Earlier this month, Rosemary Bechler published a beautifully written article that picked up some thoughts I had expressed in a post prompted by the higher education debate in the UK. I can agree with much of what Rosemary says, especially about the problem of justifying institutions. I think, though, that she gives a wrong impression of the conservative position and ducks the issue of how a way forward might emerge.
The main, Oakeshottian, point I was trying to make was not, as Rosemary seems to suggest, the self-interested one that we shouldn’t ask what institutions are for lest we disturb comfortable lives. It was more that the search for purposes in institutions is really meaningless. Whilst all institutions have impacts in the world, whose merits we can and should discuss, this is not the same as understanding the institution and can’t replace that understanding, since an institution is not a machine of cause and effect. When we demand a justification of an institution, what kind of question are we really asking?
It is easy to set up bodies to do things. All you need is a purpose, some rules, and some administrators. But a body is not an institution, and we know how fragile and ineffective all manner of bodies based only on rules are. Just look at endlessly reorganised and unlamented quangos. In fact, one might say that a body only becomes an institution as people start acting in ways other than those set down in the rule book. An organisation’s culture is not contained in a mission statement, however often the employees have to recite it, but in their demeanour, actions, speech, and emotions towards each other and the outside world.
And often there is no rule book. Many ad hoc groups – sports fans, commuters stranded on a railway platform, strangers thrown together by some disaster, gangs – behave in more or less predictable ways without a pre-determined purpose or structure. More formal institutional codes (doctrine, constitutions, taboos, all kinds of secular and religious orthodoxies) evolve from established habits. Rules generally don’t create habits.
It’s easy to assume that self-contained institutions are ipso facto unchanging or not self-critical. Rosemary links universities back to their monastic roots. But monastic scholarship – questioning, debating, reforming – itself a rediscovery of the classical philosophical tradition, is the root of enquiring modern secular scholarship. This is not a tradition of stasis.

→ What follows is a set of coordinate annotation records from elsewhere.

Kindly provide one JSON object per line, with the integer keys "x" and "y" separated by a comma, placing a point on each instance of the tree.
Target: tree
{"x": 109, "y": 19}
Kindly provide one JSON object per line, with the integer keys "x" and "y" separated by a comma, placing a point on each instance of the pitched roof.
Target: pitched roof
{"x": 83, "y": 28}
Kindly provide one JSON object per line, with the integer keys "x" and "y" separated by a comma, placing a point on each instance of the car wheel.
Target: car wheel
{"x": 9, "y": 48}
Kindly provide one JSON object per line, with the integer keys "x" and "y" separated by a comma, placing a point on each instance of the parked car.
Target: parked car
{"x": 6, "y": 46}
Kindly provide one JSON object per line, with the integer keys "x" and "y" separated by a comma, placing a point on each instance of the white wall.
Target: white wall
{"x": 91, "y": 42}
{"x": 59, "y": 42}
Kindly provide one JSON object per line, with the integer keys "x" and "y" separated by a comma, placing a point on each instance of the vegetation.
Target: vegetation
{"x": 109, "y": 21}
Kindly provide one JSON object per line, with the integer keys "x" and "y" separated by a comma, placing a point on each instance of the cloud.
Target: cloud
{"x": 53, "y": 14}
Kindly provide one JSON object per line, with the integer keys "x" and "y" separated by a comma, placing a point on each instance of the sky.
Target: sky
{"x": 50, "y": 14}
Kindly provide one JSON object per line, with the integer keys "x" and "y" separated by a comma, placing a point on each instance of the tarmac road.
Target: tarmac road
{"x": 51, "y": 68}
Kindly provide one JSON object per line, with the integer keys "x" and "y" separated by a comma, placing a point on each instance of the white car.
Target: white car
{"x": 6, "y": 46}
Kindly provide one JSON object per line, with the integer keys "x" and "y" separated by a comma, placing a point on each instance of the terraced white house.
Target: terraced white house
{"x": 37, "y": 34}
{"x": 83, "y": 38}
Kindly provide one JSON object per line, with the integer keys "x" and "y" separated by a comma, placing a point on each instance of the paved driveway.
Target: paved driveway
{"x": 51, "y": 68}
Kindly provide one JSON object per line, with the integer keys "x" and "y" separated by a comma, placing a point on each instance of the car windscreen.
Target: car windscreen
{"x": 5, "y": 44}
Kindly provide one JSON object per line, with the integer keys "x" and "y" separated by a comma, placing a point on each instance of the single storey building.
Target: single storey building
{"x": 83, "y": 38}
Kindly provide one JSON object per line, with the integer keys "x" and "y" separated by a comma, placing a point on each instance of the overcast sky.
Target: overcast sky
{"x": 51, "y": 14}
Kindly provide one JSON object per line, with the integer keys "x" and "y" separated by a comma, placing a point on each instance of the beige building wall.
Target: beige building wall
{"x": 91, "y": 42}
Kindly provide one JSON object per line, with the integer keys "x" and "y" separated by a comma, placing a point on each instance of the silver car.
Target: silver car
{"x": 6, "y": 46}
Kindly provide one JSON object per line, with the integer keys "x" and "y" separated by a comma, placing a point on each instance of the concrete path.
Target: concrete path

A church community, sports team, or dinner club are all more or less functionless. Rosemary is wrong to poo-poo the criticism of function-searching as self-serving nostalgia. Understanding something is not equivalent to accepting it without question: the issue really is who is best placed to do this understanding, accepting, questioning, and changing? Is it the insider who knows – and has emotions – about the institution and its members, or the outsider who can only see inputs and outputs? In truth, it’s not strictly either-or, but the balance has shifted too far in favour of the utilitarian outsider, who cares about value but not values, who writes instructions but doesn’t live them. This is where run into questions of trust and of politics: we don’t believe the insiders any more, yet we don’t quite know what public account people should give of themselves.
(As an aside, the problem of trust was exposed just the other week by the Cabinet Secretary’s puzzling refusal to publish notes of meetings between Tony Blair and George Bush – puzzling because it’s justified on the conventional grounds that the public can’t know everything and governments need secrets in order to operate effectively. But what is absent here is any consideration of who, if not the public, can legitimately decide on this balance of rights and efficiency. And until that question is answered, the argument is worthless and patently self-serving.)
I think that as long as we remain human there will remain healthy and organic institutions: it’s how we live. Maybe the student movement is one – we’ll see if it really is a movement or just a motion. And this in spite of an intellectual and political climate dismissive of institutions and obsessed with utility.
So I agree with Rosemary that there is not and probably never will be any way back to quietly self-governing institutions that don’t have to face the sunlight very often. In response, she calls for “ways and means of deliberation that release energy, permit and encourage invention and exploration, and return to assess consensus and assent.” But aren’t we going straight back to what communities of clerics did in mediaeval monasteries, what ancient philosophers did in the Stoa? In other words, it looks as though what Rosemary wants, and what I want, is a pretty traditional institution of civilised discourse leading to well informed consensus. But I’m none the wiser about how that might come to be. I don’t see the bridge between habits and instructions.
In her last paragraph Rosemary summarises her idea as a “democracy of deliberation.” This sounds good, but I’m still concerned it doesn’t move us any further forward. If this democracy is an institution, we need to understand what kind of institution it is, who is part of it, its origins and history, how it is internalised and governed, and by whom. And if it is a mechanism, something made, then beyond the question of who does the making, we need some reason to hope that we can connect rules and habits, to give it life. If I read Rosemary correctly, she is really arguing for the former – an un-imposed, gradually spreading practice of civilised deliberation. Maybe after all we share a conservative position on this. But whatever the answer to that, I think we should start by being very clear what we are talking about.